5 Activities that Foster Good Relationships with Animals

Read Time:2 Minute

A child’s love for animals should be nurtured healthily and compassionately. When owning a pet, earning the animal’s trust is the first step to building a relationship. But if it is always easy, why aren’t more people adopting and taking care of pets?

Kids would encounter animals differently. Children should know how to deal with animals in a caring and safe manner, whether it’s the family dog or a wild animal seen during a school field trip. Here are 5 community activities that can be done to facilitate learning among children and families who want to be more comfortable around animals.

Organize a “Pet Your Stress Away” Event

This type of activity is best suited to individuals who have no fear of animals but, for some reason, cannot adopt their own pets. Universities offer these types of events for students, which provide an opportunity to relax while gently patting the head of a calm dog.

Cat cafes have also gained popularity due to the calm demeanor and less stressful environment typically associated with cats and restaurants. Pet shelters have also organized adoption days, allowing potential pet owners to meet the furry animals while foster parents bring their fosters to introduce and interact with others.

Invite Animal Rescue Organizations

Animal welfare activists and organizations have education teams whose work is to encourage behavior change among young people. By inspiring empathy, animal rescue activities also help develop successful pet-owner relationships. Whether it’s worksheet-based or practical activities, kids learn best from individuals with experience, so expert organizations are most suitable to nurture their interests.

Talk After The Walk

Zoos, aquariums and nature parks are excellent places to introduce children to various animal species. Since it’s challenging to evaluate how much the activity changes the individual mindset, arranging for talks or conversations with kids regarding their experiences is essential. Any comment or feedback should be made immediately to reinforce positive relationships.

Collect Toy and Pet Food Donations

Most animal shelters have age restrictions for volunteers, leaving younger kids with fewer opportunities to interact with animals. Fortunately, there are equally meaningful ways to engage them in developing a caring relationship with abandoned pets.
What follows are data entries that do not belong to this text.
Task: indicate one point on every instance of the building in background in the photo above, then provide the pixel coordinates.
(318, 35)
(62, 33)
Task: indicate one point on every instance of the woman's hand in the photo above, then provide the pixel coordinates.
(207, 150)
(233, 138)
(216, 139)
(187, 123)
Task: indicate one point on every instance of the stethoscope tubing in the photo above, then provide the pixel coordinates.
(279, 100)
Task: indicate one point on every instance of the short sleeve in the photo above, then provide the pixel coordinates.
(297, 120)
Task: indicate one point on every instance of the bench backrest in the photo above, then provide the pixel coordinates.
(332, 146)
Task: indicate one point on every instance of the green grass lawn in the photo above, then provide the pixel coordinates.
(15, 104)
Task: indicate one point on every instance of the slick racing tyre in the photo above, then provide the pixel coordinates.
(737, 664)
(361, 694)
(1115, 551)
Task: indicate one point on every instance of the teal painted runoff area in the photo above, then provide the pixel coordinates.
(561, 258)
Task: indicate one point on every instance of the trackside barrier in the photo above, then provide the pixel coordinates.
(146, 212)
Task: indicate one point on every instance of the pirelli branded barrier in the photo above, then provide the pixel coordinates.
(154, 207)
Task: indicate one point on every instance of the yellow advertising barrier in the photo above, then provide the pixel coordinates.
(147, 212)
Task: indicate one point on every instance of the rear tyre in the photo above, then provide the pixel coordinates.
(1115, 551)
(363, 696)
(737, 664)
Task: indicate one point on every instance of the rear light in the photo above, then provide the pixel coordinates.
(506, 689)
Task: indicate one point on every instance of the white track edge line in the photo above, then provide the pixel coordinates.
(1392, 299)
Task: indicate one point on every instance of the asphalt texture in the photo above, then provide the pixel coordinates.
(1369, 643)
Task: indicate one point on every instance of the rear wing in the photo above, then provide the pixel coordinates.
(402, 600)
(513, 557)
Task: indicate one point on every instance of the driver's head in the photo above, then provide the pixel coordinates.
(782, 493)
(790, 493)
Whether it starts at church or in school, children can participate in a pet supply drive that asks for essential items to donate to a chosen animal shelter. Other pet supplies may require adult supervision, so keeping them busy with food and toys is a good idea to introduce them to pets.

Saving Allowance for Charity

When a child is old enough to receive an allowance, setting aside a percentage to donate to charity can be a good lesson about caring. Parents can benefit from the community providing cute decorations for sticking to a jar or box to inspire giving from kids. It’s hard to resist a picture of a cute puppy or a fluffy kitty! Then, scheduling regular trips to the animal shelter for families to join can be an excellent time to donate the money until they are of volunteering age.